Anyone else catch this series? It covered a lot of ground (about 15 years) in under three hours so of course some things, people, groups were missed. Over all though, I found it very interesting. I remembered a lot more of that time then I thought I actually knew. The vintage photos and old TV coverage were just amazing.
If you missed it you can read a brief description and see all three episodes on-line here.
YONGE STREET - Toronto Rock & Roll Stories on Bravo


----------



## Robert1950 (Jan 21, 2006)

Old enough to remember a lot of this. Have seen bits and pieces of the series. Good stuff. My best memory was seeing Buddy Guy at the Colonial, a couple of years before the strip clubs took over.


----------



## Swervin55 (Oct 30, 2009)

If you enjoyed this, you must find and read a book called "Before the Gold Rush". I don't have any good information on the publisher etc. since I borrowed the book from a friend, but I think it was written by a former Macleans writer. Excellent history of the 50's, 60's and 70's music scene in TO.

Swervin


----------



## mhammer (Nov 30, 2007)

A friend and I used to walk up and down that strip. I remember going to see Dom Troiano at the Colonial.
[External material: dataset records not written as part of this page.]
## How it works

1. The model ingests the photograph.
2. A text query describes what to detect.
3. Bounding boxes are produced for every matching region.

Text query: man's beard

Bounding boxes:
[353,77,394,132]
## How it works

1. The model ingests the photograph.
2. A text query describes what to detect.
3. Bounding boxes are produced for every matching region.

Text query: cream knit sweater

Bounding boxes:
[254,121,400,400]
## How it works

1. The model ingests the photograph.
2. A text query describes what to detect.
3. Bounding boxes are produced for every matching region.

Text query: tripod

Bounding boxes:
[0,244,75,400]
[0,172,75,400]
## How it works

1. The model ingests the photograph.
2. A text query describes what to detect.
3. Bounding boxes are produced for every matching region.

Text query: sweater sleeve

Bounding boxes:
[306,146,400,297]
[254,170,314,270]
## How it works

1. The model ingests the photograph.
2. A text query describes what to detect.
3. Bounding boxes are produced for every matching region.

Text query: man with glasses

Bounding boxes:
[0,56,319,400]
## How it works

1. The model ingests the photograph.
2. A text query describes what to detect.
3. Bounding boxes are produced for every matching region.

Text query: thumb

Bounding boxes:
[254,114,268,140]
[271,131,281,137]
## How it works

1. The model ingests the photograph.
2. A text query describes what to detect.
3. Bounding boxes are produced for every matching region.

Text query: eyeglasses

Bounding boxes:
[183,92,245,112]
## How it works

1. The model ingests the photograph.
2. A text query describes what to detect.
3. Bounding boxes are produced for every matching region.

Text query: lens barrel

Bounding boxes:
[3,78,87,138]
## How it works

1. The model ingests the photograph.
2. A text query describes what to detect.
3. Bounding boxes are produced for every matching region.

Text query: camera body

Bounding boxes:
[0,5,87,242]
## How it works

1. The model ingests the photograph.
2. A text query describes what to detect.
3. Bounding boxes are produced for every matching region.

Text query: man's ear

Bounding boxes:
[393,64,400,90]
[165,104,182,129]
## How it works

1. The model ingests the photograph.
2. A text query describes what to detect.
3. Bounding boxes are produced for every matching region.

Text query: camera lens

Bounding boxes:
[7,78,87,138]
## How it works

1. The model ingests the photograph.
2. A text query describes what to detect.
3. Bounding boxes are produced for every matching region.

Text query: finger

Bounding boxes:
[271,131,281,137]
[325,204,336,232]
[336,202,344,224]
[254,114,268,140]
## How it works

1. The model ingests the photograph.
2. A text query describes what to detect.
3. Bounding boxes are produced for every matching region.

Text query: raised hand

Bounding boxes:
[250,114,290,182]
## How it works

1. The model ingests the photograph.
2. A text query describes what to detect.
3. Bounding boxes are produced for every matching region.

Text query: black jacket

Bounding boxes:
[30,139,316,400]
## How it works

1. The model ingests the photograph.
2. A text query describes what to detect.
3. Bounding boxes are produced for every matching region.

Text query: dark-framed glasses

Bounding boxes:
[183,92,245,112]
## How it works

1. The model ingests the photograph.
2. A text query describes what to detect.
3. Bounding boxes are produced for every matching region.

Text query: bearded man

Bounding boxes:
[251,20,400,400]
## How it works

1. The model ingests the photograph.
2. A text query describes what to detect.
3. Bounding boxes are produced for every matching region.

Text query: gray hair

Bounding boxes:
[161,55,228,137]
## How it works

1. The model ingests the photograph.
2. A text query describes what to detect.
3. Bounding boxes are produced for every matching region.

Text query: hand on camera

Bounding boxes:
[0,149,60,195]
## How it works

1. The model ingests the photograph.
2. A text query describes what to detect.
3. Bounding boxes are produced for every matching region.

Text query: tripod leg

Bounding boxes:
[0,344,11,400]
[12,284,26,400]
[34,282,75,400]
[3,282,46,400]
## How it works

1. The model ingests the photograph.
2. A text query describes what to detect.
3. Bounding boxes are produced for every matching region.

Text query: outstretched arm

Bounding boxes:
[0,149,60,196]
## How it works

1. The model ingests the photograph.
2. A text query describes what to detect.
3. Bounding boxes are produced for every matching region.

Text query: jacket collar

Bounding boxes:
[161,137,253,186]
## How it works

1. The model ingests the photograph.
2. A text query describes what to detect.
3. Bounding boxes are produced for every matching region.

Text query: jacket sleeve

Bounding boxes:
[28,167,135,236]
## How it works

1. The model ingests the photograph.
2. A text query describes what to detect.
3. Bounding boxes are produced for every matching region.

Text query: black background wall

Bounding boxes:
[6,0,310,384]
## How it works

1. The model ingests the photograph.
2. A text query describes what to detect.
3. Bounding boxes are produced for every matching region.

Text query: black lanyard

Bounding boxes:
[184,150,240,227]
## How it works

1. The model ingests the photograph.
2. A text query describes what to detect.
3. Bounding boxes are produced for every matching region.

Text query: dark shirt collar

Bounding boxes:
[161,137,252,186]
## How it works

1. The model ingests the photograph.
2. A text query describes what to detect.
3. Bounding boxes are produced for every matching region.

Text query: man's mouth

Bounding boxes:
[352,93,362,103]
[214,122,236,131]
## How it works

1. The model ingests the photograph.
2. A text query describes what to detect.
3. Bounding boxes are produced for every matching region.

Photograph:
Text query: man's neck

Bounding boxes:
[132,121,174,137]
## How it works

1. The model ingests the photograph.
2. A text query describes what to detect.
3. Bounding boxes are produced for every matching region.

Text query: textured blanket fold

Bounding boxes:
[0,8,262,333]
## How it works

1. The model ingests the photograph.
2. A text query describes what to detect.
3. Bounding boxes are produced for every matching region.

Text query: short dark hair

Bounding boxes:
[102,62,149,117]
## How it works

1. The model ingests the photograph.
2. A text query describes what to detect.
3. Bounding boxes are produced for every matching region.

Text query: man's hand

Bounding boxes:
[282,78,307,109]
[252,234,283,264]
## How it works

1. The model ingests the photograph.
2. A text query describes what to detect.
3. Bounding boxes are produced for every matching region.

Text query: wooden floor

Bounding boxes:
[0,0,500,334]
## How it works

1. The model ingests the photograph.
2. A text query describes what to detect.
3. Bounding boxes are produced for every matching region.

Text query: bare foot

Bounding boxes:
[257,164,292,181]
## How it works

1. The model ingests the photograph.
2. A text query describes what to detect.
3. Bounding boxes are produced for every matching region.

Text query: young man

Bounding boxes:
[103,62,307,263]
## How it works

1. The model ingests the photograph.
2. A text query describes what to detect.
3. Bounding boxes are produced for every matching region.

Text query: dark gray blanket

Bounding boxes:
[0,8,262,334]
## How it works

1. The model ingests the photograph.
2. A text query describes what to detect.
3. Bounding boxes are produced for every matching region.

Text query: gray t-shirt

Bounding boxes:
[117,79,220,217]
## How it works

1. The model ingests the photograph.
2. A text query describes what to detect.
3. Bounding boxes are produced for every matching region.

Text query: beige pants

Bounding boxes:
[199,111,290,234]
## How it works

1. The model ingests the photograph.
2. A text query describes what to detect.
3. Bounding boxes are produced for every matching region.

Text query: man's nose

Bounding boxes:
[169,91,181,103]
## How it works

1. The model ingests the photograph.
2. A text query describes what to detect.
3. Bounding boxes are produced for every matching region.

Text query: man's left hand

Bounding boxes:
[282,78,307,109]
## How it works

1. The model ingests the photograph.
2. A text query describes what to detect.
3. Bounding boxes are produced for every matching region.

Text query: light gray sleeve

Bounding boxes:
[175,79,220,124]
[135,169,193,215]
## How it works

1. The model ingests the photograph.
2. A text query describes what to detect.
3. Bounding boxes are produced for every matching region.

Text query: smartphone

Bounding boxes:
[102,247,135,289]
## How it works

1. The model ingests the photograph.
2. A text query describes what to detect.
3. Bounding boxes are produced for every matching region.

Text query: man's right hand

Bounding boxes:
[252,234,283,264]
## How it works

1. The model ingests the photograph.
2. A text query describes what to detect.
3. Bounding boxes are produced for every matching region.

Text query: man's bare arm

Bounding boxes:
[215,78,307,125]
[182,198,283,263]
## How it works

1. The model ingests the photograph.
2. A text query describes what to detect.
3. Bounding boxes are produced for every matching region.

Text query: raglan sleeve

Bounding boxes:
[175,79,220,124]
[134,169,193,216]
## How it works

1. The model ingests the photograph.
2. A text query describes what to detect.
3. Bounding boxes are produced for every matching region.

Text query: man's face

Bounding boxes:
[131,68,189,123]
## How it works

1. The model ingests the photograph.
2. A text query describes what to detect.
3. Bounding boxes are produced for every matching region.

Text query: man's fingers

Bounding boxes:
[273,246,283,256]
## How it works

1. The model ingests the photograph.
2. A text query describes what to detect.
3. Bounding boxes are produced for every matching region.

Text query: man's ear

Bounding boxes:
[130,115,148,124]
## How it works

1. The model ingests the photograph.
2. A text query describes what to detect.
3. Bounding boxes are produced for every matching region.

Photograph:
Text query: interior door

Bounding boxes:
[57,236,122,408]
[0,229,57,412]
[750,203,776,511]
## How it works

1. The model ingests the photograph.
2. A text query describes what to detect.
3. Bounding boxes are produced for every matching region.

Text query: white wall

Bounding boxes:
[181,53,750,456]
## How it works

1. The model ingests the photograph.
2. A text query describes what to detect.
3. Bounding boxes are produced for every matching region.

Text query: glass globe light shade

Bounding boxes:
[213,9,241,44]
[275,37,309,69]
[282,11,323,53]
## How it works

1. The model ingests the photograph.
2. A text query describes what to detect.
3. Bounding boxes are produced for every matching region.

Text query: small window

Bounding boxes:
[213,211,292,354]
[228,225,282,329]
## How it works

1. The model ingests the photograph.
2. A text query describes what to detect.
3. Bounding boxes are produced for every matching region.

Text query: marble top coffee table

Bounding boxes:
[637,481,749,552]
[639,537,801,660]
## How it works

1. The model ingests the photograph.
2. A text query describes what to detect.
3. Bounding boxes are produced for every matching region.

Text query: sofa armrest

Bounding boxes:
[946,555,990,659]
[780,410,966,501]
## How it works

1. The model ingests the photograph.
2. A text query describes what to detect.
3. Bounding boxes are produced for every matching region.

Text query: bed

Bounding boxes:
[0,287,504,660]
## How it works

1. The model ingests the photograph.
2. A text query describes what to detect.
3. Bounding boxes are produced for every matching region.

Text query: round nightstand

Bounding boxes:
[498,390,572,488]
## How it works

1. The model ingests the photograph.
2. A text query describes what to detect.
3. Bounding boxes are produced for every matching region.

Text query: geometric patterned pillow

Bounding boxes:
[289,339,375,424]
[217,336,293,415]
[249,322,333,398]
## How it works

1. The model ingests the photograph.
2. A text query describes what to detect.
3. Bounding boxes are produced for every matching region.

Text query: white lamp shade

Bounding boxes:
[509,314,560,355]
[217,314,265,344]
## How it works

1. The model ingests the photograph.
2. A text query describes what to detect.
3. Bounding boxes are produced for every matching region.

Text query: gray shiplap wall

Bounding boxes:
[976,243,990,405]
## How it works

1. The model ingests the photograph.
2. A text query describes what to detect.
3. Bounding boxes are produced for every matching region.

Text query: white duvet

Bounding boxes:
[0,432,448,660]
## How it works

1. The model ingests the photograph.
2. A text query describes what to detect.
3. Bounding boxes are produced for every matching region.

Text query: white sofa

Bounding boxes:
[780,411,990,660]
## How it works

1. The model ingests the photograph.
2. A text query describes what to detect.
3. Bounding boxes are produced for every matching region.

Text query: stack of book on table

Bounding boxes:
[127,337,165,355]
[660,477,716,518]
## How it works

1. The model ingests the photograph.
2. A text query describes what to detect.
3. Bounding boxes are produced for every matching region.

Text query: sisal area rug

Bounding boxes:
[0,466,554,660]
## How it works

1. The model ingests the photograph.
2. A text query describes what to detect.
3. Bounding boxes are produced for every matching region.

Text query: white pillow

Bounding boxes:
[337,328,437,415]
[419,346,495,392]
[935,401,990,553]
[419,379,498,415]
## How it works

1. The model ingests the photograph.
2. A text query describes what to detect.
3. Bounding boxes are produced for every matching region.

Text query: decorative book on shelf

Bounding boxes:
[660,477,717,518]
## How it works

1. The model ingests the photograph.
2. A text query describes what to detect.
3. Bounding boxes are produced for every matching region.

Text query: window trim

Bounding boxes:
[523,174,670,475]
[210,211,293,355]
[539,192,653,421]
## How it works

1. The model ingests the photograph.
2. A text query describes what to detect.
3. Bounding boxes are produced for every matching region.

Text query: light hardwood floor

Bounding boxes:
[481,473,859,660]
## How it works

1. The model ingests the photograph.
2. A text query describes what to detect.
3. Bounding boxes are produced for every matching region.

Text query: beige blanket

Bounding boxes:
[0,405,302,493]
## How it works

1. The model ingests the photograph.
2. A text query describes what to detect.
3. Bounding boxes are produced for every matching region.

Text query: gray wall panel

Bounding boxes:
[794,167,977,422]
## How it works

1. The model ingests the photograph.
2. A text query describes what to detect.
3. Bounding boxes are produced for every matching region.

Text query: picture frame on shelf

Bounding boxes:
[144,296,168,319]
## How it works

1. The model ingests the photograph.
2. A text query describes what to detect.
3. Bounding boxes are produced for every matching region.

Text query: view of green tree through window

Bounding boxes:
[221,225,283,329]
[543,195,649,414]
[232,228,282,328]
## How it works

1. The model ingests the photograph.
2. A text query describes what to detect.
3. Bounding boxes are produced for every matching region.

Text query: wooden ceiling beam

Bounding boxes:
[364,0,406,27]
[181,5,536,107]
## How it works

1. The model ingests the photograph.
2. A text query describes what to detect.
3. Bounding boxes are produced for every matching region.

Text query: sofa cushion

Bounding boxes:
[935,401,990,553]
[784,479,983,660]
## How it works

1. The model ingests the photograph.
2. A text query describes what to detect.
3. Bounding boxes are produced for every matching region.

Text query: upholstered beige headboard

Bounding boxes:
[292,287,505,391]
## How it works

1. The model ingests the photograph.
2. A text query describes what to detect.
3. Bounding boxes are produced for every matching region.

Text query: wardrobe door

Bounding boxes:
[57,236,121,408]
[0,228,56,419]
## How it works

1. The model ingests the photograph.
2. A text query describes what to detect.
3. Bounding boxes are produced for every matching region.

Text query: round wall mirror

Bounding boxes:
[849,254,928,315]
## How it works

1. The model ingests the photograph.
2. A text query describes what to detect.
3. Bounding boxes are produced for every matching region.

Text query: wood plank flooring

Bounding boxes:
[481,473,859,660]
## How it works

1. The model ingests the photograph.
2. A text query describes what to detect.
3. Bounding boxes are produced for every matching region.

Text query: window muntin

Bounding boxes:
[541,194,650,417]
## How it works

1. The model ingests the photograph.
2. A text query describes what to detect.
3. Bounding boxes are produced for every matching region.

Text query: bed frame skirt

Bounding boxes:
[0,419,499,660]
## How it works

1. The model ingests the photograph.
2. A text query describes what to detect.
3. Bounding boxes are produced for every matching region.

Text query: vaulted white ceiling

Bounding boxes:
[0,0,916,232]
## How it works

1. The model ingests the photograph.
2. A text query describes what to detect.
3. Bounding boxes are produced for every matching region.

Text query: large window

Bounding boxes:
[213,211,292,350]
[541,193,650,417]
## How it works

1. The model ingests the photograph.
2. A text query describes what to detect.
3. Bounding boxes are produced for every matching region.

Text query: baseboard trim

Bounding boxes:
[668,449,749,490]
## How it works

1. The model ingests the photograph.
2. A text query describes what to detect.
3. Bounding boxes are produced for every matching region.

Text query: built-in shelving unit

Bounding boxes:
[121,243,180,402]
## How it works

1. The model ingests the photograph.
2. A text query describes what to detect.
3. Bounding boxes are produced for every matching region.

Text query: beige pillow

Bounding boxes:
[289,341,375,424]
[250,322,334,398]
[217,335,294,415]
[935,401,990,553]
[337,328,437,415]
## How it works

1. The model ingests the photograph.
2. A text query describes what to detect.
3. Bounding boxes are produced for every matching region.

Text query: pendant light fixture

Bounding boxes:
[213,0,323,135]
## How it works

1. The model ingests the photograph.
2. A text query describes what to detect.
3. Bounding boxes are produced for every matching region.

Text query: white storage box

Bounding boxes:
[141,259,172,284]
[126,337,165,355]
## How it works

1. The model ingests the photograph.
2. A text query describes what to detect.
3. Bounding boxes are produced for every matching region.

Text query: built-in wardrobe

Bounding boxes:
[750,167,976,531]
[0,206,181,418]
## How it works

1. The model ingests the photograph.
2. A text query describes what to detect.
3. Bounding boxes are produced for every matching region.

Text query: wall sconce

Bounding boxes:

I also remember Starvin' Marvin's Burlesque club. That had a little 9" black and white monitor at street level outside to entice folks into the club. The camera was fixed in one position and there was a chair that had been on the stage for so long its image had been burnt into the screen phosphor. You'd see these women strut across the stage and seemingly walk through a chair that wasn't really there. Surreal.


----------



## Milkman (Feb 2, 2006)

I watched a little bit, but it covered a period when I was a young kid. I'd like to see somthing similar covering the late 70s and the 80s. I used to play the Gas Works and a few other bars in Toronto during that time.


----------



## John Watt (Aug 24, 2010)

Yeah! Go a head and try to make me feel old. This scene is happening.

I still miss Dominec Troiano.


----------



## Steadfastly (Nov 14, 2008)

Thanks for posting that. I like history of all kinds and especially of music.


----------



## bscott (Mar 3, 2008)

AND - I actually remember a few nights spent there!!

B


----------



## david henman (Feb 3, 2006)

...hopefully this will become available as a commercial dvd.


----------